Published: 3 April 2026

Last updated: 3 April 2026

With Israel’s passage of a law specifying hanging as the punishment for murder of Israelis by Palestinians, bitter consequences loom on both sides of the Green Line.

Inside Israel, the law’s passage promises to fuel the governing coalition’s anti-democratic drive to eliminate checks on its power.

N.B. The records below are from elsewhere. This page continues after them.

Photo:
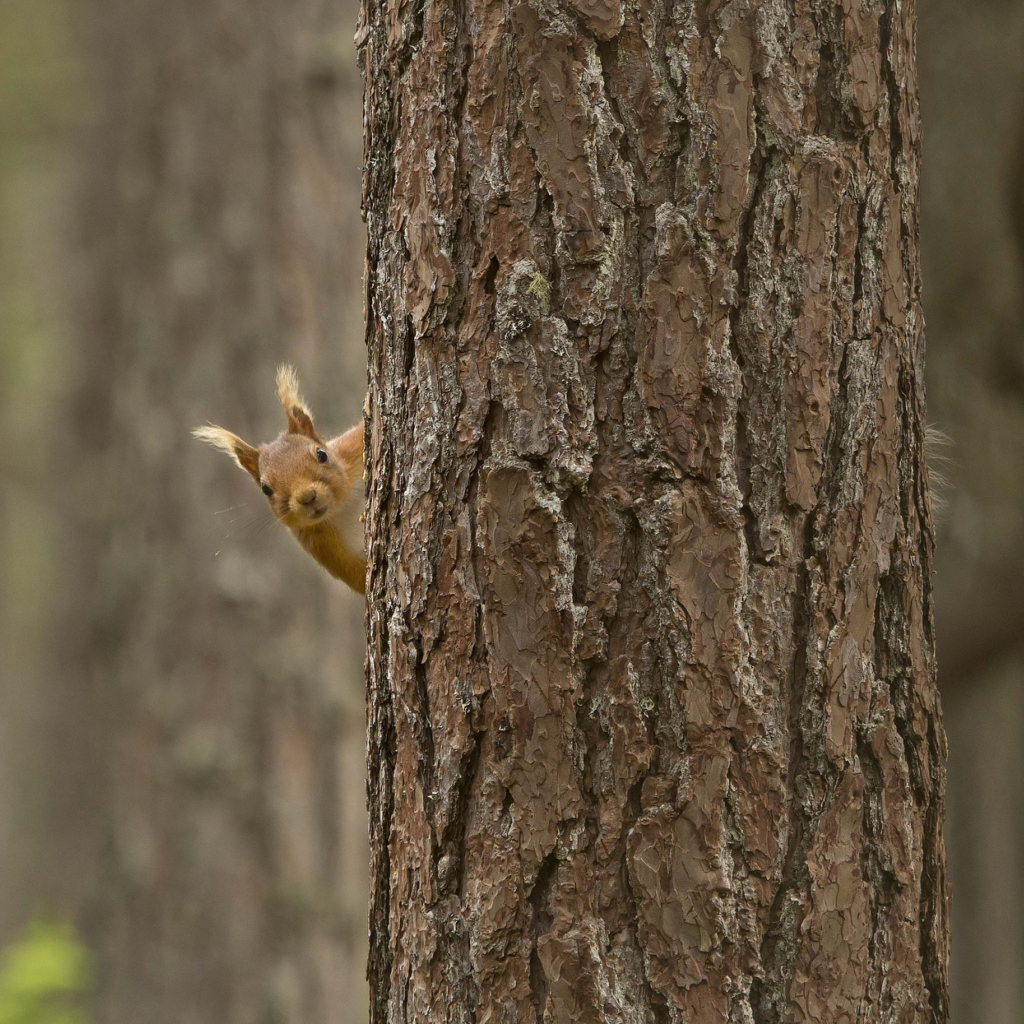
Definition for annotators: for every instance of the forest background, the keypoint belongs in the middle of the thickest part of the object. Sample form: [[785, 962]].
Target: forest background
[[88, 93]]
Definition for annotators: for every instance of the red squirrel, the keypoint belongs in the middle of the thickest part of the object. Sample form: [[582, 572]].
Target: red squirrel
[[314, 486]]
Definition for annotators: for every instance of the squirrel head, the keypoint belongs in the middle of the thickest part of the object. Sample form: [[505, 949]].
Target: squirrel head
[[304, 479]]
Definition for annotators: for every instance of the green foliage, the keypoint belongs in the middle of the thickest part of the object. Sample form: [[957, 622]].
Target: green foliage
[[44, 977]]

At the same time, the law is already further escalating tensions among Palestinians in the occupied West Bank.

Touted by Far-right National Security Minister Itamar Ben-Gvir as a deterrent to Palestinian attacks, the law stipulates death by hanging for terrorists who kill “out of an intention to negate the existence of the state of Israel”. That wording will exclude from execution Jewish terrorists who murder Palestinians during burgeoning settler violence or under other circumstances.

The idea is that only Palestinians get hung.

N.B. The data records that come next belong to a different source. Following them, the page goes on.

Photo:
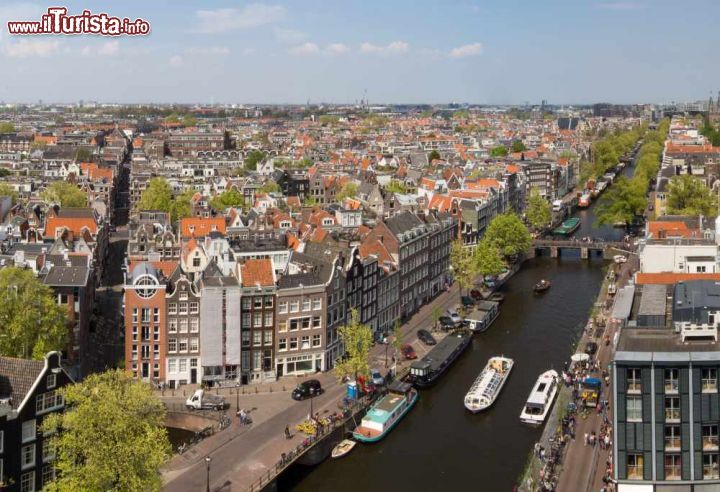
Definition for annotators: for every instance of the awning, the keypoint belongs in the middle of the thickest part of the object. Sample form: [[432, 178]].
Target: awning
[[623, 303]]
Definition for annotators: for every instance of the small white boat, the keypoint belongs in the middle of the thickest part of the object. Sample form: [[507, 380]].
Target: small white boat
[[343, 448], [541, 398], [488, 384]]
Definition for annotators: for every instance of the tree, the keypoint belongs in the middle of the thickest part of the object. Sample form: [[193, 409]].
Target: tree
[[508, 234], [64, 194], [518, 146], [622, 203], [538, 211], [252, 159], [357, 339], [349, 190], [463, 265], [31, 321], [269, 187], [488, 259], [7, 190], [499, 151], [111, 437], [688, 195], [228, 198]]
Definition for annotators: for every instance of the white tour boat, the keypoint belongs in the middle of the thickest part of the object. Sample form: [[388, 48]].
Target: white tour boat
[[488, 384], [541, 398]]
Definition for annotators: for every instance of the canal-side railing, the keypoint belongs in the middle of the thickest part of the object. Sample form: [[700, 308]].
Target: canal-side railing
[[322, 432]]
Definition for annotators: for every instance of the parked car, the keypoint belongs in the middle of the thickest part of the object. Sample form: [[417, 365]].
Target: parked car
[[306, 389], [591, 348], [376, 377], [426, 338], [446, 323], [408, 352]]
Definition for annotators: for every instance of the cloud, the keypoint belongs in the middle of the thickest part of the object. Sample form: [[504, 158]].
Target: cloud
[[305, 49], [336, 49], [289, 36], [474, 49], [618, 6], [110, 48], [231, 19], [209, 50], [176, 61], [394, 48], [25, 48]]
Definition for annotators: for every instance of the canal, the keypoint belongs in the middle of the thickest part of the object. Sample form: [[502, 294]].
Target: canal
[[440, 445]]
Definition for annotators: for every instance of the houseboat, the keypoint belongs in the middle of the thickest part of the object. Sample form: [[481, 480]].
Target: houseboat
[[541, 398], [482, 316], [386, 412], [488, 384], [426, 371], [567, 227]]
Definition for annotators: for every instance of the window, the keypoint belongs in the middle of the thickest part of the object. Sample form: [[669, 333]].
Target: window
[[48, 451], [709, 380], [633, 381], [29, 430], [27, 482], [672, 467], [671, 381], [635, 466], [672, 438], [710, 466], [672, 408], [710, 437], [27, 456], [634, 408]]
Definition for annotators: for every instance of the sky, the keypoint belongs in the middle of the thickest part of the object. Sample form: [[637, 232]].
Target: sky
[[399, 51]]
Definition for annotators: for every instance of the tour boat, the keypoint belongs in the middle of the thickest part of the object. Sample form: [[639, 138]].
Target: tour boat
[[426, 371], [386, 412], [542, 286], [541, 398], [488, 384], [343, 448]]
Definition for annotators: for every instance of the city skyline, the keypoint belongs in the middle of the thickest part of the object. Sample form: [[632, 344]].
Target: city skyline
[[406, 52]]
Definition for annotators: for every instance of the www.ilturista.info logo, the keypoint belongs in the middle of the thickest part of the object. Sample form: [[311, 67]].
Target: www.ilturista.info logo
[[57, 21]]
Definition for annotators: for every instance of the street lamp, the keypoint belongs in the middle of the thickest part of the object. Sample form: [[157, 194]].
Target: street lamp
[[207, 466]]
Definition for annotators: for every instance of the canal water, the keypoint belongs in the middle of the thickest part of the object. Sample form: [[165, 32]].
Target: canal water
[[441, 446]]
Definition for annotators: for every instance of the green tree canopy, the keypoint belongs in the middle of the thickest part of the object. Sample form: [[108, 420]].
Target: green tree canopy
[[488, 259], [7, 190], [228, 198], [508, 233], [538, 211], [349, 190], [252, 159], [357, 339], [518, 146], [65, 194], [111, 437], [688, 195], [31, 321], [499, 151]]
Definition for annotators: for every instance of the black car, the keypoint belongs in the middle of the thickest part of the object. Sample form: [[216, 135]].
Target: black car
[[591, 348], [426, 337], [306, 389], [446, 322]]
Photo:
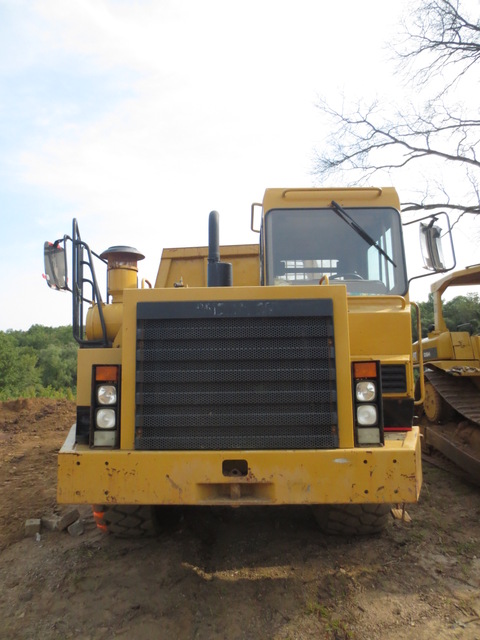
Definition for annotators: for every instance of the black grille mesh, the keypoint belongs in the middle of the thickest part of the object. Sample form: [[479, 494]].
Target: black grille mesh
[[394, 378], [224, 378]]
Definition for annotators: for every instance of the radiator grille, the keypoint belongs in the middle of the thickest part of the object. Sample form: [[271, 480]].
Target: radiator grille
[[235, 375], [394, 378]]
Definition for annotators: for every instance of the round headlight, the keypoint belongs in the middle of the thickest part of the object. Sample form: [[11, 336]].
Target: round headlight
[[366, 414], [106, 419], [365, 391], [107, 394]]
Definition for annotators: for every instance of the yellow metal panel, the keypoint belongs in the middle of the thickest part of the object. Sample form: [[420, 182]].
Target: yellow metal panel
[[189, 265], [310, 197], [387, 474]]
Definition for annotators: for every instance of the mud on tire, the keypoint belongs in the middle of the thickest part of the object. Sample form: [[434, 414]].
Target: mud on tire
[[125, 521], [352, 519]]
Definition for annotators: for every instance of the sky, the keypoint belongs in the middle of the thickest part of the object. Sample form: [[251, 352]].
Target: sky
[[139, 117]]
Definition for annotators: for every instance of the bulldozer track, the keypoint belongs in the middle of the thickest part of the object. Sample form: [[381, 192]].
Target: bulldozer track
[[458, 391]]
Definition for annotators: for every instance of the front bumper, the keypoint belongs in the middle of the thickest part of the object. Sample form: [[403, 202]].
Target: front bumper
[[391, 473]]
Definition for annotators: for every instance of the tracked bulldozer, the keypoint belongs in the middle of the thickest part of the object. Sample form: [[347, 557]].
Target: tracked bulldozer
[[451, 381]]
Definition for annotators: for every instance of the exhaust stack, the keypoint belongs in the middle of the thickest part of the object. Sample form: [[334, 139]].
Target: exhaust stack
[[219, 274]]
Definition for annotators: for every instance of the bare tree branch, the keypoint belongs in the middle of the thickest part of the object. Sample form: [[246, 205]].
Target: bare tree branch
[[443, 41]]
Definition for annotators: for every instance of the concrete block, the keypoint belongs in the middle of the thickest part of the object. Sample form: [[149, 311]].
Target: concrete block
[[50, 523], [32, 526], [76, 528], [67, 519]]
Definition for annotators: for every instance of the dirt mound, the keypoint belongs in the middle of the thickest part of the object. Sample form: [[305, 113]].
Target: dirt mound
[[31, 432]]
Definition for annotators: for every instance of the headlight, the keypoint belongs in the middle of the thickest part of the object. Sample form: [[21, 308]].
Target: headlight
[[107, 394], [365, 391], [106, 419], [367, 415]]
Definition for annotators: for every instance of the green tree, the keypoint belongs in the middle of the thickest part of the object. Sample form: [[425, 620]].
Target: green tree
[[37, 362], [18, 372]]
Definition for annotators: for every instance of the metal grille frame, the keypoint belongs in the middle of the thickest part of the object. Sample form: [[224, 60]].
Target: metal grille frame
[[225, 375]]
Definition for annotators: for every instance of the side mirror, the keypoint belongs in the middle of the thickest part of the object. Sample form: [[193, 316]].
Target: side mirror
[[55, 266], [431, 246]]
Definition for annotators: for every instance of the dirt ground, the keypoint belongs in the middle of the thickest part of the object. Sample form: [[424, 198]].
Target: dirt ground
[[228, 574]]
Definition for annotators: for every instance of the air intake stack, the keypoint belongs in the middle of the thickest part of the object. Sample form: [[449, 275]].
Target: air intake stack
[[219, 274]]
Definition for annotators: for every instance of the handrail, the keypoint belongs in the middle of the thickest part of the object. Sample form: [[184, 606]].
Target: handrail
[[340, 189], [420, 356], [78, 281]]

While hanging is the default punishment, the court is permitted to apply life imprisonment to Palestinians if there are “special circumstances.” But these are not specified.

Although the IDF carries out extrajudicial killings of those it defines as security threats, judicial executions have been shunned since Nazi holocaust mastermind Adolf Eichman was hung in 1962. Israel used to take pride in this record.

Now there is a sense that the law’s passage is accelerating the society’s moral deterioration. “One of the tests of a cultured society is that it doesn’t hang people,” said Salim Brake, a political scientist at the Open University.

“It’s a slippery slope,” he added. “It starts with Palestinians and then it could be other enemies at home,” Brake said.

Talya Sasson, former director of the New Israel Fund, said the law tramples on Israel’s declaration of independence which projects that the state will express just values and equality while being a country for the Jewish people. She said one danger is that the death penalty law will be a law that shapes the values of Israeli youth.